Edit: I'm also able to reproduce the issue by running a simple libjuju script connecting to a model in the middle of a successful migration.

agileshaw commented 1 year ago

Had a discussion with Juju team and it seems that this is a bug in python-libjuju: it is not correctly communicating the exception back to the main thread. Opened a bug report https://github.com/juju/python-libjuju/issues/829 in libjuju repo.

No changes needed at p-j-e side.
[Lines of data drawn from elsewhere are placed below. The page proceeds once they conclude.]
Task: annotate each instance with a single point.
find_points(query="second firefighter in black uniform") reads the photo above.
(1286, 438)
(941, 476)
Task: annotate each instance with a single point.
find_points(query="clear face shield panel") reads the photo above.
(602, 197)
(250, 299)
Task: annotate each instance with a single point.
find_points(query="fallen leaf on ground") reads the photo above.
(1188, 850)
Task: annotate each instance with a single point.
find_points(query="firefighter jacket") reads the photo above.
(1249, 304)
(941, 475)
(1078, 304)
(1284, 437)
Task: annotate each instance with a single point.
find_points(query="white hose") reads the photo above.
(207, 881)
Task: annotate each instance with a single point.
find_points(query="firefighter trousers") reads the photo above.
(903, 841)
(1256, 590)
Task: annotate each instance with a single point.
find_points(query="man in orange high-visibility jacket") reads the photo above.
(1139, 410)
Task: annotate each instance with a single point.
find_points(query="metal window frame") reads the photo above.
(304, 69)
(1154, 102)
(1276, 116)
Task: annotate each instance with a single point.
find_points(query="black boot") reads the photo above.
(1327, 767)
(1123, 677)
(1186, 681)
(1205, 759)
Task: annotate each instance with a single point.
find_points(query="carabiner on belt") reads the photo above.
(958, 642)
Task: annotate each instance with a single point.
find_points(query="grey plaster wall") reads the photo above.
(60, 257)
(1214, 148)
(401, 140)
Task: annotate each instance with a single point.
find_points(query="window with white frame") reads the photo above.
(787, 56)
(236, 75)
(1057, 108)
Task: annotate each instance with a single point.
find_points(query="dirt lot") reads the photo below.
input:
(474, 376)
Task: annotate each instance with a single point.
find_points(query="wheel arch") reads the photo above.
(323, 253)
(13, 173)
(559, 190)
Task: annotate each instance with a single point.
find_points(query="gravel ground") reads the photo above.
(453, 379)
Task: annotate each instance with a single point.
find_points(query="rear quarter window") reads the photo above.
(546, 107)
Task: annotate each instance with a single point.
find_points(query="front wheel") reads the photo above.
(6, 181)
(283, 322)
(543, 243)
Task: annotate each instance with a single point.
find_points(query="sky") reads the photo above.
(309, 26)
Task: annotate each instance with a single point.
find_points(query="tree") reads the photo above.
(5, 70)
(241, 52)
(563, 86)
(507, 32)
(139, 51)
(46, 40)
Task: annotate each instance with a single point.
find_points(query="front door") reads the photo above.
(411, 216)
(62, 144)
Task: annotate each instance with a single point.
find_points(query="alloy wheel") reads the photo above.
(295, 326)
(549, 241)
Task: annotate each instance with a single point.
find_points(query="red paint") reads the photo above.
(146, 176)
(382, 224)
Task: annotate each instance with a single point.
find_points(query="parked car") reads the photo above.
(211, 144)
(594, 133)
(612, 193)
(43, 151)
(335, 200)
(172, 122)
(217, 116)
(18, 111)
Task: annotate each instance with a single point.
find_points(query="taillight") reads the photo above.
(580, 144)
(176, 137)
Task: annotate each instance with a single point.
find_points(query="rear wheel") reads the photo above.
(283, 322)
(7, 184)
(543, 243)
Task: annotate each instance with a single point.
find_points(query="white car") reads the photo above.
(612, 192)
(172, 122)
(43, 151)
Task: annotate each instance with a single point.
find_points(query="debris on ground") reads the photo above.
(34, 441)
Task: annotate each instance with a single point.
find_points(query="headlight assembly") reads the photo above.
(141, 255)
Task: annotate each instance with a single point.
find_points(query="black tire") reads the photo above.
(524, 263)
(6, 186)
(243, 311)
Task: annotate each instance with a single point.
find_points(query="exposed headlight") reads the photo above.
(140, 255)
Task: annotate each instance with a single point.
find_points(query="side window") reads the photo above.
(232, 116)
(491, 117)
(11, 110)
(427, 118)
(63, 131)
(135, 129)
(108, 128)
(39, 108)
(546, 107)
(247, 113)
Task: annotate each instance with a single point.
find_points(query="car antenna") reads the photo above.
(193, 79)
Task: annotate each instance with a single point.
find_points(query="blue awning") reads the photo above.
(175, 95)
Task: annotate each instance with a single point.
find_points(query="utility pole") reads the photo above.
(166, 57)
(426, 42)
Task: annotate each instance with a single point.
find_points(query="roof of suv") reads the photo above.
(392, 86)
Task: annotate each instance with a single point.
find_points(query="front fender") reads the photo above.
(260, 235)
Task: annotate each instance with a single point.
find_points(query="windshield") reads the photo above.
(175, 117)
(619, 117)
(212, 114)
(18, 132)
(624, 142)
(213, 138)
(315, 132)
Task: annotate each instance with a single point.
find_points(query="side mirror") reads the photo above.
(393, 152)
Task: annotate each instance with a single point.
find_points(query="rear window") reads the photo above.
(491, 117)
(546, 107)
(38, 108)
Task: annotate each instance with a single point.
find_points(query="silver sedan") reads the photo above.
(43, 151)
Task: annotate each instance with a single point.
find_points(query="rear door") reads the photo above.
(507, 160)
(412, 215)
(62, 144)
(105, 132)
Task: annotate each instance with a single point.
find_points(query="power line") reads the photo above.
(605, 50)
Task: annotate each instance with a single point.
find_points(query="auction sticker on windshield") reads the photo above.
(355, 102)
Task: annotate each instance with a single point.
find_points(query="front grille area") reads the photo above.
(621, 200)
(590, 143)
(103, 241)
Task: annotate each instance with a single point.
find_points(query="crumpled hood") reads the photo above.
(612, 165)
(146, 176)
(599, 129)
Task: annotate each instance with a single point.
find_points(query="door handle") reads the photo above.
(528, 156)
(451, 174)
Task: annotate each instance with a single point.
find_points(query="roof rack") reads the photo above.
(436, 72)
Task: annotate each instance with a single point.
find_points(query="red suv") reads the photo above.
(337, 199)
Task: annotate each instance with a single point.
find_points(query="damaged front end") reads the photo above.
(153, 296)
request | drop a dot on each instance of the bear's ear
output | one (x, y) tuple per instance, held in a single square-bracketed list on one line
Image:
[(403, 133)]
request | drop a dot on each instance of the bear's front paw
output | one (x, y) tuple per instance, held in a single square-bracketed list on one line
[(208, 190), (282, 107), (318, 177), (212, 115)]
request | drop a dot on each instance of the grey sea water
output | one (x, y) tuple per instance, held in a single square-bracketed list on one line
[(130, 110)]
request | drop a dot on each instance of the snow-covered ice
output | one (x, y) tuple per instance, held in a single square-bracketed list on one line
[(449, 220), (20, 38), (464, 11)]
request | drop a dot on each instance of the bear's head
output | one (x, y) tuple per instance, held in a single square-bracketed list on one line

But since we may need to update libjuju dependency version in requirements.txt once the fix gets released, I'm keeping the issue open for the time being.

agileshaw commented 1 year ago

The new libjuju version containing the fix doesn't work with juju controller <2.9 (as reported in #51), so we had to revert the change. We will include the fix in a future release after figuring out the best way to deal with the juju version compatibility. Reopening the issue.